Trying to constrain Ice Cream Man to a single description is like trying to recall your most terrifying nightmares the morning after. You may well be able to recall the love you lost to drug addiction, or the make-believe friend only you could see, but try explaining that to your loved ones and they’re liable to lock you up.
It’s been a while since I’ve felt out and out in love with a Deadpool comic, but You Are Deadpool may well be the most rewarding series experience of 2018. Writer Al Ewing and artist Salva Espin craft a role-playing game comic book like no other, where the panels you read, and the story you consume are determined by your choices and rolls of the die.
So track down these single issues, get out pen, paper, and dice, and take Deadpool on a journey literally no one else has before (I may not know anything about how probabilities work)!
Technically the latter half of this 5 issue Aftershock comics series were released in 2018, so you better believe I’m going to use that as an excuse to talk about one of the most surprisingly wonderful comics I read this year. If Comic Book Herald achieves nothing else this year, let it be shining some light on this brilliantly imaginative short series from Jai Nitz and Wesley St. Claire!
Props to Fu Jitsu for also winning the coveted “Best Comic Book Series Sharing a Name With a Popular Scanner” award!
Few things in comic fandom irritate me the way literally any negative sentiment toward Dark Nights: Metal gets under my skin. Nonetheless, the divide between love and hate for this comic is vast, with plenty of DC Universe fans finding only chaos and confusion where I’ve found egregiously delightful fantasy.
In some ways, I get it. It only takes one glimpse at my “Road to Metal” recommended reads to get a sense that there’s a lot of DCU history and reference points that go into making this manic cosmic trip any shade of lucid. Still, when that connective tissue becomes clear, Metal is simply one of my favorite comic book events of all time. Most importantly main event creators Scott Snyder and Greg Capullo remembered the crucial ingredient for cosmic insanity: heapings of unashamed fun.

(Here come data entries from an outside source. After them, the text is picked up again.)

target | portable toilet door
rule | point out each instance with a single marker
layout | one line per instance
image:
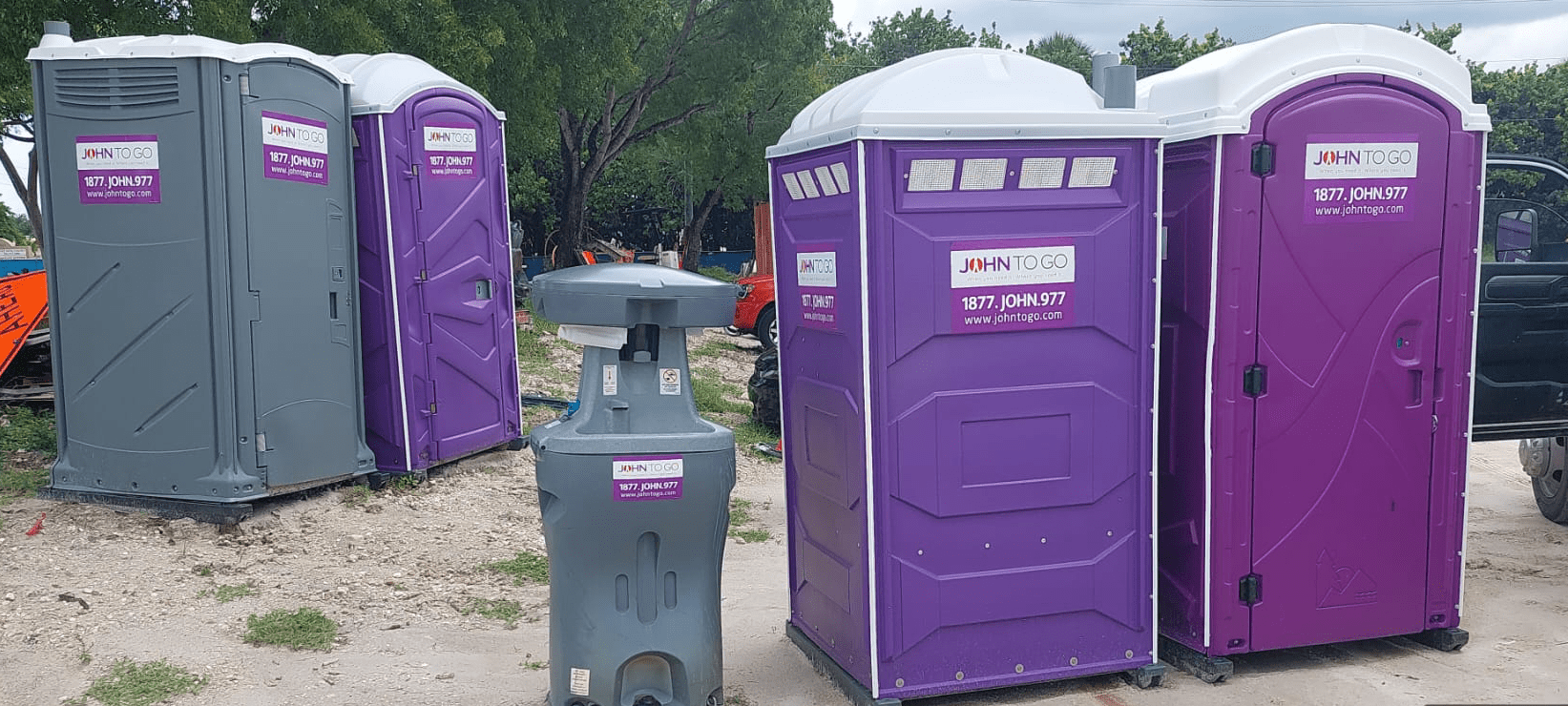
(199, 253)
(434, 264)
(968, 294)
(1322, 195)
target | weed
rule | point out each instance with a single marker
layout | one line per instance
(741, 515)
(751, 537)
(404, 484)
(355, 494)
(526, 567)
(300, 630)
(714, 397)
(711, 348)
(22, 484)
(132, 683)
(22, 428)
(751, 433)
(499, 609)
(739, 511)
(719, 273)
(226, 593)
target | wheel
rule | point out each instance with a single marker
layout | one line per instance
(1551, 488)
(768, 326)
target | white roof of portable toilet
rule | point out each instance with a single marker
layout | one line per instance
(1219, 93)
(385, 80)
(175, 46)
(963, 94)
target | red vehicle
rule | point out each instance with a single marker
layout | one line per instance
(756, 313)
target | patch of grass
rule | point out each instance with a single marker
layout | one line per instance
(751, 433)
(355, 494)
(22, 484)
(714, 397)
(739, 516)
(526, 567)
(711, 348)
(226, 593)
(132, 683)
(24, 428)
(739, 511)
(751, 537)
(497, 609)
(719, 273)
(300, 630)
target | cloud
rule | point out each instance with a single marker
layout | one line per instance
(1492, 29)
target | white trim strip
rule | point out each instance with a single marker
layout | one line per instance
(1207, 399)
(1155, 404)
(512, 292)
(397, 311)
(866, 392)
(1470, 406)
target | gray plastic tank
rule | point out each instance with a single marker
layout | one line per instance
(634, 487)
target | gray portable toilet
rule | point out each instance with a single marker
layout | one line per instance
(434, 264)
(198, 218)
(636, 491)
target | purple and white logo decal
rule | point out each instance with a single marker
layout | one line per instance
(118, 170)
(646, 477)
(294, 150)
(452, 151)
(1012, 289)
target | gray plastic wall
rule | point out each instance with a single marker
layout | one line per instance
(206, 338)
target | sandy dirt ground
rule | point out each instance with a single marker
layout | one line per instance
(400, 570)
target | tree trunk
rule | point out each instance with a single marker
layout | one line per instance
(692, 243)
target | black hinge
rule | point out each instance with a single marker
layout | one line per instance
(1255, 380)
(1251, 589)
(1263, 158)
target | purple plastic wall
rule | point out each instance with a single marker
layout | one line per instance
(1012, 449)
(1326, 485)
(822, 386)
(434, 281)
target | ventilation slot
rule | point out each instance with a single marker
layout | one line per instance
(118, 87)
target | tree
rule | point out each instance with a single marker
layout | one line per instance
(1065, 51)
(1153, 49)
(650, 66)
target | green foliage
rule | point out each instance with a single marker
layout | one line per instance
(1065, 51)
(24, 428)
(497, 609)
(300, 630)
(716, 397)
(1153, 49)
(720, 273)
(522, 569)
(132, 683)
(226, 593)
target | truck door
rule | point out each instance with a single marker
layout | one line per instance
(1521, 340)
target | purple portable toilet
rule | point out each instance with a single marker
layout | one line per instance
(1322, 201)
(968, 284)
(434, 264)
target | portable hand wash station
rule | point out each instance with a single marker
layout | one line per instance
(634, 488)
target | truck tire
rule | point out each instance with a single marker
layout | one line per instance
(768, 326)
(1551, 489)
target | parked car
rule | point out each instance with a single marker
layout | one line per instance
(756, 313)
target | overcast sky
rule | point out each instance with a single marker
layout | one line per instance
(1499, 31)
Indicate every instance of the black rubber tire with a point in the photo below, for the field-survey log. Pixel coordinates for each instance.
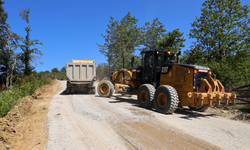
(200, 109)
(170, 103)
(146, 101)
(108, 86)
(72, 90)
(68, 90)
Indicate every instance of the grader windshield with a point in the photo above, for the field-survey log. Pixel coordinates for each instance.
(152, 62)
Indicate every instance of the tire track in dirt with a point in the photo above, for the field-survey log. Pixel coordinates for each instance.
(141, 132)
(93, 122)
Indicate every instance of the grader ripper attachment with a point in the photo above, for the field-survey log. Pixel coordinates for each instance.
(166, 85)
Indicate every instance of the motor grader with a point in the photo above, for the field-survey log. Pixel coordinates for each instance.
(165, 84)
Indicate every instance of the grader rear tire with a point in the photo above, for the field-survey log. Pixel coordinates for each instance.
(166, 99)
(145, 95)
(105, 88)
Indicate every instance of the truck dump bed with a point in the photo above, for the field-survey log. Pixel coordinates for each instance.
(81, 75)
(81, 72)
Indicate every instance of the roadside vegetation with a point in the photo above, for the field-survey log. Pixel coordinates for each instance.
(18, 77)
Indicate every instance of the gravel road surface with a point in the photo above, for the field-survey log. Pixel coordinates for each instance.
(92, 122)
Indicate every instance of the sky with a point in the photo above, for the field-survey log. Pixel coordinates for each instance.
(70, 29)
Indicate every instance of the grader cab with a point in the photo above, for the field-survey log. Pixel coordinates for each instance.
(162, 82)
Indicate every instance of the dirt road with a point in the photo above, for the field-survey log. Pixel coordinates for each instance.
(93, 122)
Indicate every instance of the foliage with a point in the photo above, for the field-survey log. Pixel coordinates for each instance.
(222, 41)
(8, 44)
(172, 41)
(27, 56)
(122, 38)
(152, 32)
(23, 86)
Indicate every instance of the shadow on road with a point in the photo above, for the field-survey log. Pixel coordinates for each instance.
(189, 114)
(65, 93)
(184, 112)
(120, 98)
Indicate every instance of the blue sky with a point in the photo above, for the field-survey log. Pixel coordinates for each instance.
(70, 29)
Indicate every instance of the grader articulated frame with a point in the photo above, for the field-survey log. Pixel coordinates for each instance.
(165, 84)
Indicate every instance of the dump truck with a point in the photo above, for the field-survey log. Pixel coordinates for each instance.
(165, 84)
(81, 75)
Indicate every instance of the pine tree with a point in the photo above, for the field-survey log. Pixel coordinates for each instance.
(27, 56)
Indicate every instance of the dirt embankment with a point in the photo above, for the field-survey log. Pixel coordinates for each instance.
(24, 127)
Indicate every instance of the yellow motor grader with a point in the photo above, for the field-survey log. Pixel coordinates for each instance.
(162, 82)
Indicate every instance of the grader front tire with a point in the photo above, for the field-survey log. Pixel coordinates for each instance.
(166, 99)
(199, 109)
(105, 88)
(145, 95)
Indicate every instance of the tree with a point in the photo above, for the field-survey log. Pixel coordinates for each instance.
(172, 41)
(152, 32)
(55, 70)
(27, 56)
(121, 41)
(9, 42)
(222, 34)
(109, 47)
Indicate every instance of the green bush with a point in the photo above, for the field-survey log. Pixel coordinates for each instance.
(23, 86)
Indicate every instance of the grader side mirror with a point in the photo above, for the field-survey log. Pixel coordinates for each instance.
(132, 61)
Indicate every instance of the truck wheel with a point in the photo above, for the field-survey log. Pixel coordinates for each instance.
(200, 109)
(166, 99)
(72, 90)
(91, 90)
(105, 88)
(145, 95)
(68, 90)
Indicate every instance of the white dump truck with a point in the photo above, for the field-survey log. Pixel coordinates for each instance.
(81, 75)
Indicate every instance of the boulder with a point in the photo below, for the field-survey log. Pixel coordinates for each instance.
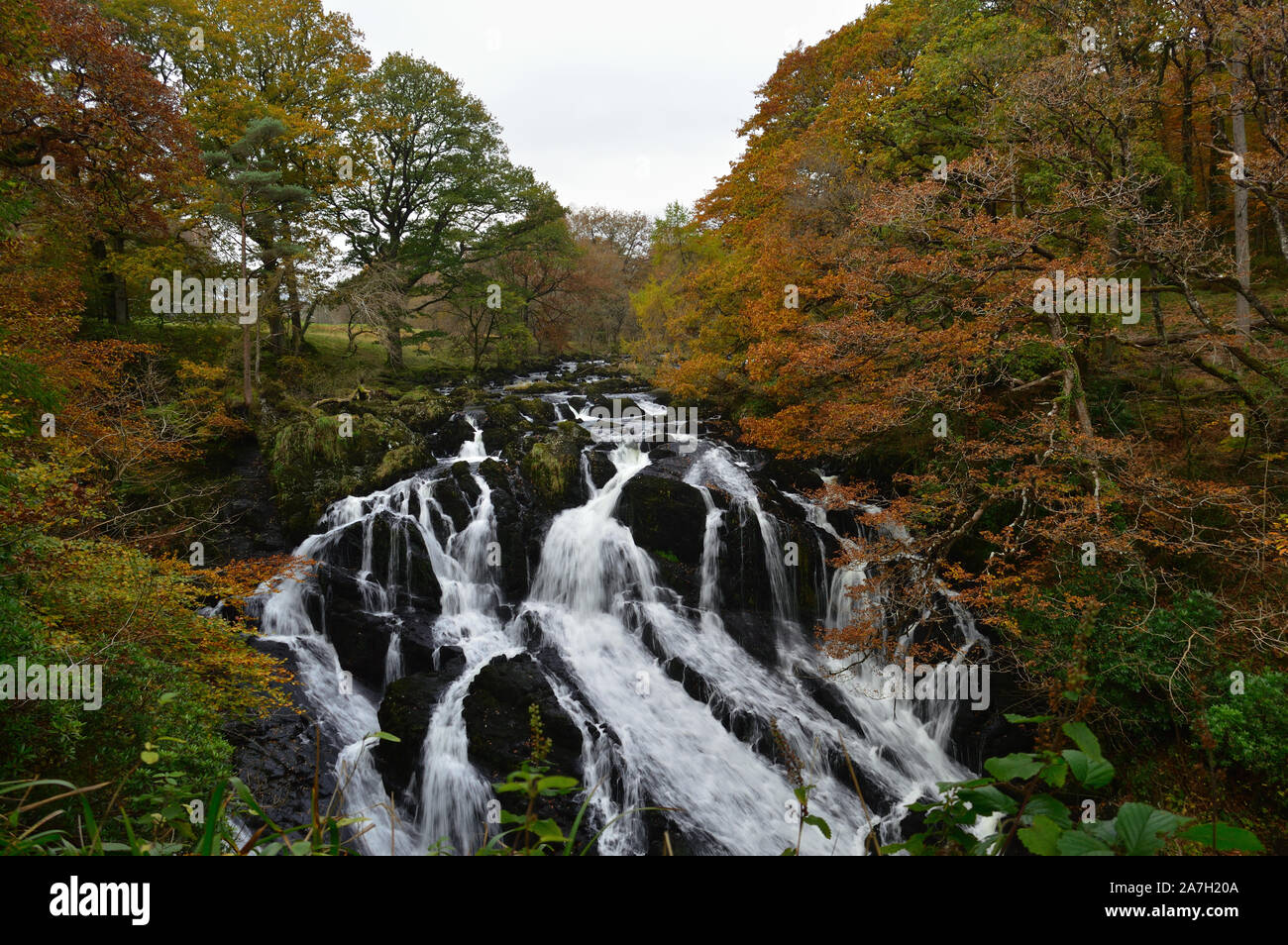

Despite a general affinity for DC Rebirth, and a lifetime of love for Marvel Comics, my favorite shared universe of the past two years is the Dark Horse Comics’ series Black Hammer, written by all-purpose auteur Jeff Lemire.
The original 12 issue series was one of my favorites of 2017, and the universe continued this year across a variety of expansion titles like Doctor Star & The Kingdom of Lost Tomorrows, Black Hammer: The Quantum Age, and Black Hammer: Age of Doom. (Not to mention that technically the last issue of the 4 part mini Sherlock Frankenstein and the Legion of Evil also came out in 2018, alongside the Cthu-Louise one-shot I got from my LCS last week!)
I’ve heaped plenty of superlatives on Mister Miracle since issue #1 was released in late 2017, but the most telling might be my ranking of the series inside my 40 favorite comics of all time. The twelve issue series was worth every accolade, as Tom King and Mitch Gerads crafted an instantly iconic story about parenthood, New Gods, and the uncertainty of existence.
The absence of Mister Miracle from any year-end lists defies credulity, insinuating that the back half of the series perhaps dipped in quality from the launch. Although Mister Miracle has me questioning what truth is, I can say with all the certainty of a God-fearing Descartes that this notion is far from true. The second half of Mister Miracle features gorgeous romance, captures all the highs and lows of new parenthood, and showcases Darkseid’s casual enjoyment of veggie trays.
Comics like this just don’t come around every year, but when they do it’s a welcome reminder why I dive into shared superhero comics so frequently. There’s drivel, and there’s muddled trash, but Highfather’s Beard, when the medium is crafted like Mister Miracle it’s the greatest show on earth.